Re: [PATCH v2 2/4] media: uvcvideo: Do not set an async control owned by other fh

From: Hans Verkuil
Date: Mon Dec 02 2024 - 05:55:33 EST


On 02/12/2024 11:26, Hans de Goede wrote:
> Hi,
>
> On 2-Dec-24 9:44 AM, Hans Verkuil wrote:
>> On 02/12/2024 09:11, Laurent Pinchart wrote:
>>> On Mon, Dec 02, 2024 at 09:05:07AM +0100, Hans Verkuil wrote:
>>>> On 02/12/2024 01:18, Laurent Pinchart wrote:
>>>>> On Fri, Nov 29, 2024 at 11:18:54PM +0100, Ricardo Ribalda wrote:
>>>>>> On Fri, 29 Nov 2024 at 23:03, Laurent Pinchart wrote:
>>>>>>> On Fri, Nov 29, 2024 at 07:47:31PM +0100, Ricardo Ribalda wrote:
>>>>>>>> Before we all go on a well deserved weekend, let me recap what we
>>>>>>>> know. If I did not get something correctly, let me know.
>>>>>>>>
>>>>>>>> 1) Well behaved devices do not allow to set or get an incomplete async
>>>>>>>> control. They will stall instead (ref: Figure 2-21 in UVC 1.5 )
>>>>>>>> 2) Both Laurent and Ricardo consider that there is a big chance that
>>>>>>>> some camera modules do not implement this properly. (ref: years of
>>>>>>>> crying over broken module firmware :) )
>>>>>>>>
>>>>>>>> 3) ctrl->handle is designed to point to the fh that originated the
>>>>>>>> control. So the logic can decide if the originator needs to be
>>>>>>>> notified or not. (ref: uvc_ctrl_send_event() )

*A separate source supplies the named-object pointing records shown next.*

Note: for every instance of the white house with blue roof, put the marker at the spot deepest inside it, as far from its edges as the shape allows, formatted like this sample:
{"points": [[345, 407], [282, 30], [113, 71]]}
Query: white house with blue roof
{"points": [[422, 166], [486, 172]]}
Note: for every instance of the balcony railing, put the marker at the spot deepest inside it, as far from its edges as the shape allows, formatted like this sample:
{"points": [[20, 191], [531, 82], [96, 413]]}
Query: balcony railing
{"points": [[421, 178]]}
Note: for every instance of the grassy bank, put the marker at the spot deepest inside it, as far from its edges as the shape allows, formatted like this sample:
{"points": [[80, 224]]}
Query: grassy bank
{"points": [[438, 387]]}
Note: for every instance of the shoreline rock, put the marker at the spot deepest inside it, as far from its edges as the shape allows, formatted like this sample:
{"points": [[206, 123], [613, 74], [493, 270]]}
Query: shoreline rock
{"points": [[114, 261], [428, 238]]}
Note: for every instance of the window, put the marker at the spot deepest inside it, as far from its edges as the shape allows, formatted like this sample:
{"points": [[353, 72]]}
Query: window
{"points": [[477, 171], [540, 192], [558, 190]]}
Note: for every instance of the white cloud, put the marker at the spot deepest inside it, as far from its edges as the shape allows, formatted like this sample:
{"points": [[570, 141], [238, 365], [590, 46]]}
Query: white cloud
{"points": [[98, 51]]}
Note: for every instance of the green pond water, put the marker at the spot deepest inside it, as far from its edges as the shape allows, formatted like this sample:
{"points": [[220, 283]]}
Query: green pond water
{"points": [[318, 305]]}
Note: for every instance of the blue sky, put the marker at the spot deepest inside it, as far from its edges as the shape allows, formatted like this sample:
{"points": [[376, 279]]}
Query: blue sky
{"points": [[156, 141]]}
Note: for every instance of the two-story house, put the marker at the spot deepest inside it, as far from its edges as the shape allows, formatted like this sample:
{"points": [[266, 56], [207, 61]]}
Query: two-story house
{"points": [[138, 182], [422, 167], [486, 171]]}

>>>>>>>> 4) Right now we replace the originator in ctrl->handle for unfinished
>>>>>>>> async controls. (ref:
>>>>>>>> https://git.kernel.org/pub/scm/linux/kernel/git/torvalds/linux.git/tree/drivers/media/usb/uvc/uvc_ctrl.c#n2050)
>>>>>>>>
>>>>>>>> My interpretation is that:
>>>>>>>> A) We need to change 4). We shall not change the originator of
>>>>>>>> unfinished ctrl->handle.
>>>>>>>> B) Well behaved cameras do not need the patch "Do not set an async
>>>>>>>> control owned by another fh"
>>>>>>>> C) For badly behaved cameras, it is fine if we slightly break the
>>>>>>>> v4l2-compliance in corner cases, if we do not break any internal data
>>>>>>>> structure.
>>>>>>>
>>>>>>> The fact that some devices may not implement the documented behaviour
>>>>>>> correctly may not be a problem. Well-behaved devices will stall, which
>>>>>>> means we shouldn't query the device while as async update is in
>>>>>>> progress. Badly-behaved devices, whatever they do when queried, should
>>>>>>> not cause any issue if we don't query them.
>>>>>>
>>>>>> I thought we could detect the stall and return safely. Isn't that the case?
>>>>>
>>>>> We could, but if we know the device will stall anyway, is there a reason
>>>>> not to avoid issuing the request in the first place ?
>>>>>
>>>>>> Why we have not seen issues with this?
>>>>>
>>>>> I haven't tested a PTZ device for a very long time, and you would need
>>>>> to hit a small time window to see the issue.
>>>>>
>>>>>>> We should not send GET_CUR and SET_CUR requests to the device while an
>>>>>>> async update is in progress, and use cached values instead. When we
>>>>>>> receive the async update event, we should clear the cache. This will be
>>>>>>> the same for both well-behaved and badly-behaved devices, so we can
>>>>>>> expose the same behaviour towards userspace.
>>>>>>
>>>>>> seting ctrl->loaded = 0 when we get an event sounds like a good idea
>>>>>> and something we can implement right away.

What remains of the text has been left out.